かすみ川の人魚

出 版 社: 講談社

著     者: 長谷川まりる

発 行 年: 2021年11月

かすみ川の人魚 紹介と感想>

ファンタジーだと思って読んでいたら、実はSFでビックリした、なんて作品があります。例をあげれば、栗本薫さんの『グインサーガ』やブラッドリーの『ダーコーヴァ年代記』などの大長編シリーズがそうでした。「剣と魔法」の世界のお話だと思っていたら、太古に墜落した宇宙船の放射能などで世界が変容し、その影響で異質な文化が発展していった、というような(科学的な)事実が、シリーズ途中で明らかになります。

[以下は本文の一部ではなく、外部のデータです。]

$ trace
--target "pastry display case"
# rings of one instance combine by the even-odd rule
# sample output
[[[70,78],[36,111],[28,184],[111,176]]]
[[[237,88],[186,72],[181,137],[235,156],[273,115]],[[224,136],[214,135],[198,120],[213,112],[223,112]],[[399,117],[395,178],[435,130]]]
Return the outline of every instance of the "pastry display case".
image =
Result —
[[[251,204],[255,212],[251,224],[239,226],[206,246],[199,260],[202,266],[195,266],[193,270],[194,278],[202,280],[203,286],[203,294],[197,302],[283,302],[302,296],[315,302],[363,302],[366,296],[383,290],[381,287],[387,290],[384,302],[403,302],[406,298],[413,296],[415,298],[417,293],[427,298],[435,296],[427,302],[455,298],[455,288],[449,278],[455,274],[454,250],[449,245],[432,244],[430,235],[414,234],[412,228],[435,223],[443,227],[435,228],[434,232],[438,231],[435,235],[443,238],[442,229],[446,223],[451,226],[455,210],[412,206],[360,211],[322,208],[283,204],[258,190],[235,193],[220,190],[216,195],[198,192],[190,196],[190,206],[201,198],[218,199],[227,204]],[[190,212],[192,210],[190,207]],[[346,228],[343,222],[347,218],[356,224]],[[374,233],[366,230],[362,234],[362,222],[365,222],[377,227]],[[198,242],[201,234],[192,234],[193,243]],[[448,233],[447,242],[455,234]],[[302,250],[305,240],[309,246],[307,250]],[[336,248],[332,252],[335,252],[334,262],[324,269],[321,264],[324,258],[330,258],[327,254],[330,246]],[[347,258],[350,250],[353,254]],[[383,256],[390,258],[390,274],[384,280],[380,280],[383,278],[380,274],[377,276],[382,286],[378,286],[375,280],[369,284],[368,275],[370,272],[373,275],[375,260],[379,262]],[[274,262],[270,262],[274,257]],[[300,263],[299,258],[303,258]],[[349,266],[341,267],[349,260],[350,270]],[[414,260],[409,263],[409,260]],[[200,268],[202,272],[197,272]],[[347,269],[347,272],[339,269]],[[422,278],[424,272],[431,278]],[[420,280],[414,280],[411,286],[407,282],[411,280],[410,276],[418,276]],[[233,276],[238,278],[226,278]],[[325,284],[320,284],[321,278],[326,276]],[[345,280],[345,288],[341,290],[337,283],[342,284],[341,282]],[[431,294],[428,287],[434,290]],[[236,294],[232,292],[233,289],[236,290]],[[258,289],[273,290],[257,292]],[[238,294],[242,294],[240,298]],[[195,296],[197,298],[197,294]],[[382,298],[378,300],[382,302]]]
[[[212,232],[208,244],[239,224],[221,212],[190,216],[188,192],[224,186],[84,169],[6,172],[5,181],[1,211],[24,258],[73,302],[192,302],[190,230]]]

不思議な能力や現象も科学的に説明がつけられていくのも面白く、世界観がひっくり返されます。さて、この物語では小学生男子二人が「人魚」を発見するのですが、それが幻想世界の妖なのか、化学実験で生み出された怪奇なクリーチャーなのか、判然としないまま物語が進行していきます。どちらの可能性もあるものですし、どうもただの御伽噺や不思議なお話ではない予感がするのです。果たして、人が「人魚」と出会った時、それをどう解釈して、受け入れたらいいのか。そもそも人智を超えた常識では理解しようのない生き物です。小学生男子二人は、この「人魚」をどう捉えたのか。自分とは違う、人それぞれの考え方があるということへの気づきもまたここに生じます。この物語は一体、どこに行き着くのかと目を離せない展開が続きます。魚と人間が結合した異様な生物は、汚染物質によって生まれたミュータントなのか、秘密組織によって作られた実験動物なのか、あるいは妖怪か妖精か、神話上の生き物か。この物語はファンタジーかSFか、それともホラーなのか。そして、その答えが「児童文学」なのだ、という帰結には陶然とさせられます。この独創的な奇想の物語は、ありていなコラージュではないオリジナリティを強く標榜します。「人魚」をめぐる回想の少年時代を描く物語。大人もまた、そわそわとして浮き足立ってしまうような、心のツボを押しまくられる作品です。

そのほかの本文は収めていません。